Third, the parable of the prodigal son is amazing for how it exemplifies Jesus’s overall mission and message. For Williams, Jesus was more than a religious talent and literary master. His teaching was part of a messianic career, climaxing in his death and resurrection, a career that was part of the story of God’s plan to create and renew the world. Jesus was a genius because, suggests Williams, he came from God and he is God. As Williams concludes:
If the storyteller Jesus Christ is God himself, who made the world, invented language, oversaw history, and then became human to tell us about God and to rescue us from our alienation to him, then his wisdom and genius make sense. And if he is that smart and if he also loved us enough to die to save us, the only sensible thing to do is to accept him unreservedly as our teacher, guide, and Savior.
By way of evaluation, William’s book is an easy read and focuses on details in the parable of the prodigal son that many might just gloss over. The mantra of this age is “Be true to yourself,” which implies that I do not need a teacher, a mentor, a guide, that I already possess all the resources within me to be a moral and mature person. Yet the crucible of life shows that such a prosaic aphorism like “Be true to yourself” will not help us to navigate the complexities of this age, nor help us navigate the moral perils we encounter, and even worse, such a glib mantra is a recipe for narcissism. As an antidote to that, William’s book invites readers to find in Jesus, the teacher, the “only one teacher” worth following according to Matthew (23:8) because his “yoke is easy” and his “burden is light” (11:30). In William’s exposition, the parable of the prodigal son shows Jesus as a brilliant teacher, a genius even, one worth listening to, and even one worthy of our devotion. Jesus is a genius with words because in the end he is the Word of God made flesh.

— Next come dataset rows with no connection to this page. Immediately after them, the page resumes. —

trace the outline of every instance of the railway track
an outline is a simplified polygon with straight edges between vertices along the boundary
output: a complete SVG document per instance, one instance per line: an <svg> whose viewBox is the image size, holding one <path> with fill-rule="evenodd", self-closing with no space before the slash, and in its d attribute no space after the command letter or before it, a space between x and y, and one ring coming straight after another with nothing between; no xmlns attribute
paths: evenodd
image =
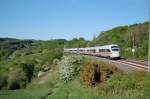
<svg viewBox="0 0 150 99"><path fill-rule="evenodd" d="M148 71L148 65L136 62L136 61L128 61L128 60L115 60L115 62L117 63L121 63L121 64L127 64L128 66L131 66L133 68L139 69L139 70L143 70L143 71Z"/></svg>

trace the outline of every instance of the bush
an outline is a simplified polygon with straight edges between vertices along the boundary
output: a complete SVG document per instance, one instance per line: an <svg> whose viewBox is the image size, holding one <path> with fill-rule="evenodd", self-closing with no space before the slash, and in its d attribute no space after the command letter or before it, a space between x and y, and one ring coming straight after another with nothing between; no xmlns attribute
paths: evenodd
<svg viewBox="0 0 150 99"><path fill-rule="evenodd" d="M84 85L92 86L98 82L106 81L116 71L118 71L116 67L105 63L87 63L83 69L82 81Z"/></svg>
<svg viewBox="0 0 150 99"><path fill-rule="evenodd" d="M24 88L27 84L27 77L21 69L11 71L8 75L8 89Z"/></svg>
<svg viewBox="0 0 150 99"><path fill-rule="evenodd" d="M23 72L26 74L26 77L28 78L28 82L31 82L32 76L34 74L34 64L21 64Z"/></svg>
<svg viewBox="0 0 150 99"><path fill-rule="evenodd" d="M58 63L60 79L68 82L76 76L81 69L82 57L76 55L65 56Z"/></svg>
<svg viewBox="0 0 150 99"><path fill-rule="evenodd" d="M7 73L0 72L0 89L7 86Z"/></svg>

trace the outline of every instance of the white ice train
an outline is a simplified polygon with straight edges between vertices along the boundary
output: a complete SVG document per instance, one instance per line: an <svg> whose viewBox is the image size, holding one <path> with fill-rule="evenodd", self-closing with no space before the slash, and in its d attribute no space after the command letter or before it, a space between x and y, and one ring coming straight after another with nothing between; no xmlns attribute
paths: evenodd
<svg viewBox="0 0 150 99"><path fill-rule="evenodd" d="M120 57L120 49L119 46L116 44L96 46L96 47L86 47L86 48L65 48L64 52L101 56L110 59L117 59Z"/></svg>

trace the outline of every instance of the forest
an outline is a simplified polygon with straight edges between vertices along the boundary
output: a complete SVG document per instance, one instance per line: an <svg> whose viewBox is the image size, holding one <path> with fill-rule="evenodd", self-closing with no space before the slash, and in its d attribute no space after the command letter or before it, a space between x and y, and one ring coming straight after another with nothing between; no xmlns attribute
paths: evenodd
<svg viewBox="0 0 150 99"><path fill-rule="evenodd" d="M148 22L119 26L102 31L98 36L94 36L92 40L86 40L83 37L73 38L72 40L53 39L46 41L0 38L0 89L16 90L26 88L32 84L33 80L38 78L40 71L48 71L57 65L60 65L61 79L68 82L73 75L79 73L80 68L78 66L83 65L85 61L81 61L81 57L68 56L68 58L64 58L63 48L118 44L121 49L121 57L147 59L148 28ZM135 49L134 55L132 53L133 48ZM86 62L88 61L86 60ZM64 72L66 71L66 64L73 64L68 67L71 69L75 66L74 71L69 71L71 76L68 78L66 75L69 74ZM94 66L93 63L90 64L90 66ZM90 67L87 66L86 69L90 70ZM85 75L87 75L86 71ZM86 80L86 78L84 79Z"/></svg>

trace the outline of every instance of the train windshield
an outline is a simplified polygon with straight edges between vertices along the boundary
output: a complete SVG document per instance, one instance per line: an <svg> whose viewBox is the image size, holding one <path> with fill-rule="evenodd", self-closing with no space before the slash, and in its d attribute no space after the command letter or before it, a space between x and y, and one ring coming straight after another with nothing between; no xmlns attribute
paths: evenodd
<svg viewBox="0 0 150 99"><path fill-rule="evenodd" d="M119 47L118 46L112 46L111 49L112 49L112 51L119 51Z"/></svg>

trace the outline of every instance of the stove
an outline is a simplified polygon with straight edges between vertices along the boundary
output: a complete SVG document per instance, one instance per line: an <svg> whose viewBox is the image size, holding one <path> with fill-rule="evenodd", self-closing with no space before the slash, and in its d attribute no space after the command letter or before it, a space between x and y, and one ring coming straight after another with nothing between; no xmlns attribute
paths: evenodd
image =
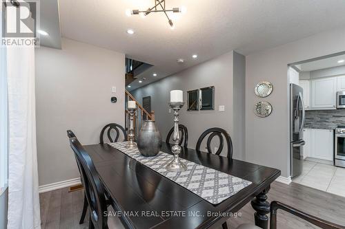
<svg viewBox="0 0 345 229"><path fill-rule="evenodd" d="M345 168L345 126L335 128L334 164Z"/></svg>

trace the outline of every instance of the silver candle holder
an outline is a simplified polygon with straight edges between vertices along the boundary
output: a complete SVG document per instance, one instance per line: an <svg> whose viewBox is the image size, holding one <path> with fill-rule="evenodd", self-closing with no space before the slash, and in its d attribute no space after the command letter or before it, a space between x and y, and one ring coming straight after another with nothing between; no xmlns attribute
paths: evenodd
<svg viewBox="0 0 345 229"><path fill-rule="evenodd" d="M170 107L174 110L174 133L172 135L174 145L171 148L171 151L174 153L174 158L168 164L166 168L171 172L183 172L187 170L187 166L179 157L179 154L181 153L181 146L179 145L179 110L184 105L184 102L169 102Z"/></svg>
<svg viewBox="0 0 345 229"><path fill-rule="evenodd" d="M135 143L134 142L135 134L134 134L134 116L135 113L135 108L128 108L129 113L129 130L128 130L128 143L127 144L128 148L135 147Z"/></svg>

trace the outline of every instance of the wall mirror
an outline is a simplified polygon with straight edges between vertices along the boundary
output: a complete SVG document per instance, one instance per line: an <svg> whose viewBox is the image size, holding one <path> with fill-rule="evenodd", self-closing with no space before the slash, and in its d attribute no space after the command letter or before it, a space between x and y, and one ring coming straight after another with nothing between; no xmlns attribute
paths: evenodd
<svg viewBox="0 0 345 229"><path fill-rule="evenodd" d="M200 110L214 110L215 87L200 89Z"/></svg>
<svg viewBox="0 0 345 229"><path fill-rule="evenodd" d="M188 109L187 111L199 110L199 90L187 91Z"/></svg>

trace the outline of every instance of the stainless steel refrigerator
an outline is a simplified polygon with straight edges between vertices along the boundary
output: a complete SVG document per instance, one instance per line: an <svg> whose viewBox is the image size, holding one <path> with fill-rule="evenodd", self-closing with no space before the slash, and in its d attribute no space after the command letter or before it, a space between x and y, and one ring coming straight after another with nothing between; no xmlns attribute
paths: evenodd
<svg viewBox="0 0 345 229"><path fill-rule="evenodd" d="M290 173L298 176L303 168L303 129L306 112L303 102L303 89L290 84Z"/></svg>

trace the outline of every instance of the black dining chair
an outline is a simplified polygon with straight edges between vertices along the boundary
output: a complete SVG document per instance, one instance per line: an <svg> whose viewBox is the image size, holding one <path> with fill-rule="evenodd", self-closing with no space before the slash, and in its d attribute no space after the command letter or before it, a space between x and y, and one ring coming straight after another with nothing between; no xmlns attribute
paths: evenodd
<svg viewBox="0 0 345 229"><path fill-rule="evenodd" d="M109 123L108 124L106 124L104 127L103 127L102 130L101 131L101 134L99 135L99 143L101 144L104 143L103 141L104 132L106 132L106 130L107 129L108 129L106 132L107 136L110 142L117 142L117 140L120 137L120 131L124 134L124 140L126 141L127 140L127 133L126 132L124 128L122 127L122 126L117 123ZM113 138L112 138L112 134L111 134L112 130L115 131L115 133Z"/></svg>
<svg viewBox="0 0 345 229"><path fill-rule="evenodd" d="M317 227L323 229L345 229L345 226L337 225L311 215L305 213L299 210L294 208L279 201L272 201L270 203L270 229L277 229L277 210L281 209L290 214L292 214L298 218L302 219ZM242 224L239 226L237 229L260 229L260 228L252 224Z"/></svg>
<svg viewBox="0 0 345 229"><path fill-rule="evenodd" d="M186 126L181 124L179 124L179 131L181 133L179 136L179 145L181 146L182 142L184 142L184 147L187 148L187 146L188 144L188 131L187 129L187 127L186 127ZM174 127L172 127L172 128L170 129L169 133L168 133L168 135L166 135L166 143L170 142L172 133L174 133Z"/></svg>
<svg viewBox="0 0 345 229"><path fill-rule="evenodd" d="M67 136L70 139L72 138L76 138L75 134L71 130L68 130L67 131ZM79 163L78 163L78 159L76 157L75 158L77 160L77 165L78 166L78 169L80 173L80 178L81 179L81 184L83 184L83 186L85 187L84 186L84 181L83 179L83 175L81 174L81 171L80 170L80 166L79 166ZM81 216L80 217L80 220L79 220L79 224L82 224L84 222L85 217L86 216L86 211L88 210L88 200L86 199L86 195L84 195L84 201L83 201L83 211L81 212Z"/></svg>
<svg viewBox="0 0 345 229"><path fill-rule="evenodd" d="M208 153L212 153L211 142L213 138L215 138L215 136L217 136L219 140L219 148L217 152L215 152L215 154L219 155L221 153L224 146L224 140L223 138L224 135L228 146L228 153L226 157L228 158L233 158L233 142L231 141L231 138L230 137L229 133L226 130L218 127L208 129L200 135L197 142L197 146L195 147L195 150L197 152L200 152L200 146L201 145L201 142L208 135L209 136L207 139L206 144ZM226 224L226 222L224 223L221 225L221 227L223 228L223 229L227 229L228 225Z"/></svg>
<svg viewBox="0 0 345 229"><path fill-rule="evenodd" d="M70 138L70 143L83 181L85 195L90 208L89 228L124 228L119 218L108 217L108 215L105 214L110 210L108 208L110 201L108 200L107 193L91 157L77 138ZM115 204L112 205L112 208L119 210Z"/></svg>
<svg viewBox="0 0 345 229"><path fill-rule="evenodd" d="M208 153L212 153L211 149L211 142L213 138L215 136L218 137L219 140L219 145L218 147L218 150L215 152L216 155L219 155L223 151L223 148L224 146L224 140L223 136L225 138L225 140L226 141L226 144L228 146L228 153L226 157L228 158L233 158L233 142L231 141L231 138L230 137L229 133L225 129L219 127L213 127L206 130L199 138L197 146L195 147L195 150L197 151L200 152L200 146L201 145L201 142L208 135L208 138L207 139L206 148Z"/></svg>

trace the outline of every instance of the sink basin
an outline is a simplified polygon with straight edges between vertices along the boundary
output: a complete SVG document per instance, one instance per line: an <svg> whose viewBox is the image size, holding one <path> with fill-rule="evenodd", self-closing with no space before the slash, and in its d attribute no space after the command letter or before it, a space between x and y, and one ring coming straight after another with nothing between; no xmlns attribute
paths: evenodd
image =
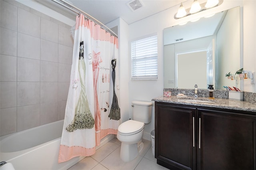
<svg viewBox="0 0 256 170"><path fill-rule="evenodd" d="M194 102L194 103L216 103L214 101L208 101L207 100L201 100L198 99L180 99L180 101L187 102Z"/></svg>

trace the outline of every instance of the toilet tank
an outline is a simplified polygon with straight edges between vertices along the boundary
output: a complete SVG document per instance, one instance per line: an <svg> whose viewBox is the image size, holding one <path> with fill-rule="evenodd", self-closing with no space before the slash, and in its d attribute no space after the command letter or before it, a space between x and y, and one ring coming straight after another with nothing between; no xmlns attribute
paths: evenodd
<svg viewBox="0 0 256 170"><path fill-rule="evenodd" d="M152 103L142 101L132 102L133 120L149 123L151 121Z"/></svg>

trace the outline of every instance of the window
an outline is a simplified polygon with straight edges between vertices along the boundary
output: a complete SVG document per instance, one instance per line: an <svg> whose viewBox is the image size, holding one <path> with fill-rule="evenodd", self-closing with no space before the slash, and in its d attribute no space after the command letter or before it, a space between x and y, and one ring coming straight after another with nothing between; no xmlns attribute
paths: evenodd
<svg viewBox="0 0 256 170"><path fill-rule="evenodd" d="M157 79L157 36L132 42L132 79Z"/></svg>

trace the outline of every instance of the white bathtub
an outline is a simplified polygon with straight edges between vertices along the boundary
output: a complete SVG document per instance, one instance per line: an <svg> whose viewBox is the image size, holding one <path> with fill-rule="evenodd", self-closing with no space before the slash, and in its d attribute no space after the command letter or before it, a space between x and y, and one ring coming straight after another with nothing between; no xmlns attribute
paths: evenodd
<svg viewBox="0 0 256 170"><path fill-rule="evenodd" d="M58 164L63 120L1 137L0 161L12 164L16 170L66 170L84 157ZM98 148L114 137L108 135Z"/></svg>

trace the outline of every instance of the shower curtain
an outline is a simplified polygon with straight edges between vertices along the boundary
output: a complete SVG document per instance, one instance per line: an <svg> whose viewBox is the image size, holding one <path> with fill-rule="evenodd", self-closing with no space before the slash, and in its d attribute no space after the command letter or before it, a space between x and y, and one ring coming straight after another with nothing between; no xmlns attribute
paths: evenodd
<svg viewBox="0 0 256 170"><path fill-rule="evenodd" d="M70 82L59 163L93 154L120 125L118 39L76 17Z"/></svg>

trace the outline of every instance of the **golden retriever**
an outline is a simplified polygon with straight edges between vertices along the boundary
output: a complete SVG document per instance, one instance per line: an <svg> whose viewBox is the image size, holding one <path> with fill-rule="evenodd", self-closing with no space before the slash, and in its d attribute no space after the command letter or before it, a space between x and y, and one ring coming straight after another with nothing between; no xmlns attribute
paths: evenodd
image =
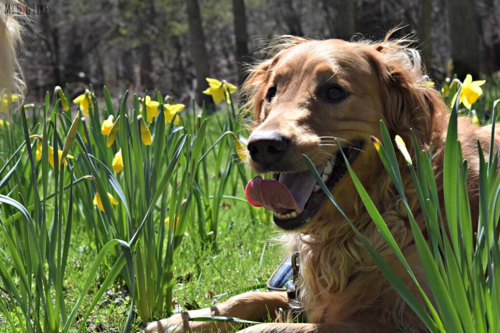
<svg viewBox="0 0 500 333"><path fill-rule="evenodd" d="M6 4L0 2L0 99L4 94L24 94L25 86L16 57L16 50L21 43L21 25L14 11L5 12Z"/></svg>
<svg viewBox="0 0 500 333"><path fill-rule="evenodd" d="M249 162L260 177L247 186L250 203L272 211L284 230L288 254L300 252L298 298L289 304L284 292L236 296L210 309L176 314L150 323L148 332L226 332L229 324L190 322L190 318L234 317L262 321L292 308L306 323L272 323L244 332L420 332L426 329L392 289L360 240L307 171L302 154L318 172L350 219L393 267L412 292L416 287L367 213L346 172L342 149L370 194L424 290L426 278L402 200L384 171L370 139L380 138L384 120L392 137L412 147L413 129L422 149L434 146L432 163L442 191L444 147L448 110L429 84L411 41L320 40L288 36L271 58L252 69L243 89L254 126L248 143ZM477 217L478 157L476 140L488 151L490 126L459 118L462 153L468 161L473 216ZM336 146L338 138L342 147ZM413 182L402 156L406 195L422 228ZM430 293L428 292L430 296ZM276 318L276 317L274 317ZM220 330L218 331L218 330Z"/></svg>

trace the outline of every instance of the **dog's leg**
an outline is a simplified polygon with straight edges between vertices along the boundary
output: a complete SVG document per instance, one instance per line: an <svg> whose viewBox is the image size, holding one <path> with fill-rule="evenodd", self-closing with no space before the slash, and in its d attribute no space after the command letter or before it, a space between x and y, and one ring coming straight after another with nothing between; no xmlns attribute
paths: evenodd
<svg viewBox="0 0 500 333"><path fill-rule="evenodd" d="M271 323L250 326L238 333L319 333L326 332L312 324L282 324Z"/></svg>
<svg viewBox="0 0 500 333"><path fill-rule="evenodd" d="M190 330L196 332L226 332L232 329L234 325L226 323L190 322L188 320L195 317L222 316L260 322L268 318L274 319L278 309L286 310L288 307L288 298L284 292L246 293L211 308L183 312L166 319L150 323L146 331L148 333L184 332Z"/></svg>

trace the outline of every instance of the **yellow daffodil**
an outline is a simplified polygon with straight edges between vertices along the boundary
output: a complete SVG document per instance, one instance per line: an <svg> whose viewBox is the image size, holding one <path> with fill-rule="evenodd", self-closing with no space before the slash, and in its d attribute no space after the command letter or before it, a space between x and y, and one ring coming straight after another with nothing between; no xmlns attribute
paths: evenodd
<svg viewBox="0 0 500 333"><path fill-rule="evenodd" d="M104 135L110 134L110 131L113 127L113 119L114 117L113 115L110 115L107 119L102 121L102 124L100 125L100 132Z"/></svg>
<svg viewBox="0 0 500 333"><path fill-rule="evenodd" d="M214 102L218 104L224 99L228 103L231 103L230 94L236 91L236 86L222 80L220 82L217 79L206 78L208 82L208 87L203 91L206 95L212 95Z"/></svg>
<svg viewBox="0 0 500 333"><path fill-rule="evenodd" d="M164 109L165 110L165 124L170 123L172 121L172 119L175 116L175 119L174 119L174 125L178 126L180 124L180 122L179 121L179 116L176 114L178 112L180 112L184 108L186 107L186 105L183 104L164 104L163 105Z"/></svg>
<svg viewBox="0 0 500 333"><path fill-rule="evenodd" d="M35 155L35 158L37 161L42 159L42 141L40 140L36 141L36 153Z"/></svg>
<svg viewBox="0 0 500 333"><path fill-rule="evenodd" d="M59 160L59 166L60 166L61 165L61 157L62 157L62 151L60 149L58 150L58 160ZM74 158L73 156L68 154L66 157L67 158ZM40 153L40 158L42 158L42 153ZM54 149L48 146L48 164L50 165L50 166L52 168L54 167ZM64 159L64 166L68 166L68 160Z"/></svg>
<svg viewBox="0 0 500 333"><path fill-rule="evenodd" d="M140 126L140 139L142 140L142 143L149 146L152 141L150 129L146 126L146 123L144 122L144 118L142 115L140 114L137 116L137 120L139 122L139 126Z"/></svg>
<svg viewBox="0 0 500 333"><path fill-rule="evenodd" d="M108 193L108 197L110 198L110 202L112 205L116 206L118 204L118 202L116 201L114 197L113 197L112 195L110 192ZM99 210L101 212L104 211L104 206L102 206L102 202L100 200L100 196L99 195L99 192L96 192L96 195L94 196L94 204L98 206L99 208Z"/></svg>
<svg viewBox="0 0 500 333"><path fill-rule="evenodd" d="M410 157L410 153L408 152L408 150L406 149L406 144L405 144L404 141L403 141L402 138L399 135L396 135L394 141L396 141L396 146L400 150L400 151L401 152L401 153L402 154L403 157L406 160L406 163L408 163L408 165L412 165L412 158Z"/></svg>
<svg viewBox="0 0 500 333"><path fill-rule="evenodd" d="M468 109L470 109L472 104L474 104L479 96L482 94L482 89L480 86L484 84L486 80L480 80L478 81L472 81L472 75L468 74L466 76L466 79L462 83L462 90L460 91L460 97L458 98L458 103L462 103ZM453 97L452 100L451 107L455 104L456 99L456 95L458 92Z"/></svg>
<svg viewBox="0 0 500 333"><path fill-rule="evenodd" d="M177 214L177 219L176 219L176 223L174 224L172 226L174 229L177 228L177 226L179 225L179 220L180 219L180 213ZM167 217L165 219L165 224L166 225L167 228L168 227L168 225L170 224L170 218Z"/></svg>
<svg viewBox="0 0 500 333"><path fill-rule="evenodd" d="M4 94L2 98L2 104L0 104L0 112L6 112L8 111L8 106L19 100L17 95Z"/></svg>
<svg viewBox="0 0 500 333"><path fill-rule="evenodd" d="M113 126L111 127L110 129L109 133L108 133L108 139L106 140L106 145L108 147L111 147L112 145L113 144L113 142L114 142L114 139L116 137L116 132L118 131L118 125L120 123L118 122L120 120L120 116L118 116L116 117L116 120L113 123Z"/></svg>
<svg viewBox="0 0 500 333"><path fill-rule="evenodd" d="M79 104L82 112L87 116L90 114L88 113L88 106L90 105L90 92L87 89L86 89L84 93L73 100L73 104Z"/></svg>
<svg viewBox="0 0 500 333"><path fill-rule="evenodd" d="M375 147L375 149L377 151L380 151L380 149L381 148L380 141L378 140L378 139L376 138L373 135L371 136L371 138L372 138L372 142L374 144L374 146Z"/></svg>
<svg viewBox="0 0 500 333"><path fill-rule="evenodd" d="M58 95L59 95L59 100L60 101L61 106L62 107L62 108L64 109L64 111L69 111L70 105L68 104L68 100L66 99L66 95L64 95L62 88L58 85L56 87L54 91L57 92ZM73 102L74 103L74 101Z"/></svg>
<svg viewBox="0 0 500 333"><path fill-rule="evenodd" d="M470 119L470 122L474 125L477 125L479 123L479 118L478 118L478 114L476 113L476 110L472 110L472 119Z"/></svg>
<svg viewBox="0 0 500 333"><path fill-rule="evenodd" d="M146 96L144 99L146 104L146 119L148 122L151 122L160 114L160 103L153 100L149 96Z"/></svg>
<svg viewBox="0 0 500 333"><path fill-rule="evenodd" d="M238 137L236 136L236 135L232 132L228 132L231 135L231 137L234 141L234 146L236 149L236 153L238 154L238 157L241 161L246 161L246 147L245 146L243 143L240 141Z"/></svg>
<svg viewBox="0 0 500 333"><path fill-rule="evenodd" d="M2 128L5 128L6 127L8 127L10 126L10 123L7 120L4 120L4 119L0 119L0 127Z"/></svg>
<svg viewBox="0 0 500 333"><path fill-rule="evenodd" d="M122 157L122 149L118 150L116 154L114 154L114 157L113 157L113 162L112 163L112 165L113 166L113 170L116 173L118 173L124 168L124 159Z"/></svg>

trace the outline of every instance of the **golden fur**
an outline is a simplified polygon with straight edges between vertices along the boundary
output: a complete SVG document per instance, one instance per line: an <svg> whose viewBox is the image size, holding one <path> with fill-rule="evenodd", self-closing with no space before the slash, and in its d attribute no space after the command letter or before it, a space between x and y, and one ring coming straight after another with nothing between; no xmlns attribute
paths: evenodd
<svg viewBox="0 0 500 333"><path fill-rule="evenodd" d="M5 5L0 2L0 98L4 93L22 96L26 89L16 54L22 43L21 26L18 15L6 14Z"/></svg>
<svg viewBox="0 0 500 333"><path fill-rule="evenodd" d="M363 151L352 165L388 226L402 248L417 279L428 291L402 199L384 171L371 143L380 138L382 119L392 137L400 135L408 148L410 129L420 149L432 143L432 165L440 191L444 146L448 113L440 95L428 84L418 51L406 39L350 42L338 39L308 40L292 36L276 48L270 59L255 66L243 87L248 107L253 110L253 133L278 131L290 139L292 148L280 162L282 170L306 170L302 154L316 165L337 151L334 138L362 140ZM342 87L350 93L342 103L322 101L316 92L324 82ZM266 102L270 86L278 92ZM480 128L467 118L458 121L459 138L468 161L468 190L473 218L477 217L478 157L476 142L488 151L490 127ZM404 159L398 158L406 197L420 225L424 225L411 176ZM252 161L256 172L261 166ZM352 180L346 174L332 193L340 206L418 296L408 274L392 255L364 208ZM300 253L300 299L292 307L302 311L310 324L273 323L250 327L246 332L426 332L425 327L374 265L350 227L328 200L319 212L300 230L282 236L288 254ZM430 293L428 293L430 296ZM224 332L222 324L190 323L190 317L225 316L262 321L268 311L288 309L282 293L249 293L234 297L210 309L176 315L151 323L148 332ZM396 324L396 323L398 323ZM396 327L398 326L398 327Z"/></svg>

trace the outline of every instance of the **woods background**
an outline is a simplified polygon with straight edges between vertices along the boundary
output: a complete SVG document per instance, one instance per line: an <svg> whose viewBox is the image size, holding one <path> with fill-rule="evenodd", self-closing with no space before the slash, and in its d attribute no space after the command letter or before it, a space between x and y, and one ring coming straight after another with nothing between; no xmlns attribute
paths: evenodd
<svg viewBox="0 0 500 333"><path fill-rule="evenodd" d="M500 0L50 3L50 15L32 16L21 55L28 100L68 83L74 95L106 84L112 94L156 88L176 101L210 102L200 93L206 76L240 83L243 64L264 56L258 48L276 35L380 39L398 25L400 35L416 35L438 81L500 69Z"/></svg>

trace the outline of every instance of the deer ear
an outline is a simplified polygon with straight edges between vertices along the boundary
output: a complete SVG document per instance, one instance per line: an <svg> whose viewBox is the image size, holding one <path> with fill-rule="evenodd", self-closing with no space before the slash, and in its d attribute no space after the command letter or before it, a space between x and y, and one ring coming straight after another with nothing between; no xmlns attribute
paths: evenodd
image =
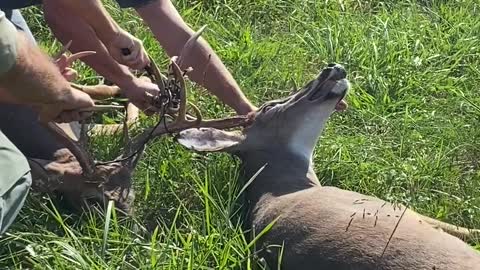
<svg viewBox="0 0 480 270"><path fill-rule="evenodd" d="M232 152L244 139L238 132L215 128L191 128L180 132L176 137L181 145L199 152Z"/></svg>

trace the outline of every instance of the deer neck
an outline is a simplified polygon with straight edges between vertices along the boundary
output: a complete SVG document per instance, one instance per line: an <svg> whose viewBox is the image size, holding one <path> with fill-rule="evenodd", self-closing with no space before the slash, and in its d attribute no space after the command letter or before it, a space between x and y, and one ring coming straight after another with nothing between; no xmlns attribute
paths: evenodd
<svg viewBox="0 0 480 270"><path fill-rule="evenodd" d="M245 180L250 180L247 199L257 202L264 195L278 197L319 186L313 163L301 155L280 151L251 151L239 155Z"/></svg>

I remember reading in Dallas Willard a number of years ago that “Jesus was the smartest man who ever lived,” and being surprised by that statement, and then surprised at myself that I would find it surprising. His point was that Jesus wasn’t “just” sent to die for us, that as God Incarnate his teachings would be the wisest, most helpful, most brilliant ones we could find, and we would do well to study them and learn from Him. This book sounds very interesting.
It is refreshing when interpretors affirm that the target of this parable in Luke 15 is the attitude and posture of the older brother. (I say "this parable", because such is the language of vs 3. It is the only mention of 'parable' among the three scenes--'lost sheep, lost coin, lost son'--which implies that this is one unified parable.) I'm curious, though, if Williams mentions the glaring omission in the third vignette of the lost son, as compared with the first two vignettes. In each of the vignettes there something lost, something found, and great celebration. However, with the lost sheep and lost coin there is another component, a diligent search. Where is the search for the lost son? Who was supposed to be looking for and rescuing the lost son? We find the answer in the interplay between the father and the older brother. Initially, the older brother is told that the celebration is for "your brother" - v27, but the older brother flatly refuses to even acknowledge that he has a brother when he says to his father - "this son of yours" - v30. However, the father reminds his older son that they had to celebrate and be glad because "this brother of yours" was lost and is found. Who was supposed to be searching for the lost son? His brother! This is the point of the parable, the Pharisees and scribes were marginalising the 'sinners' rather than seeking them out and rescuing them.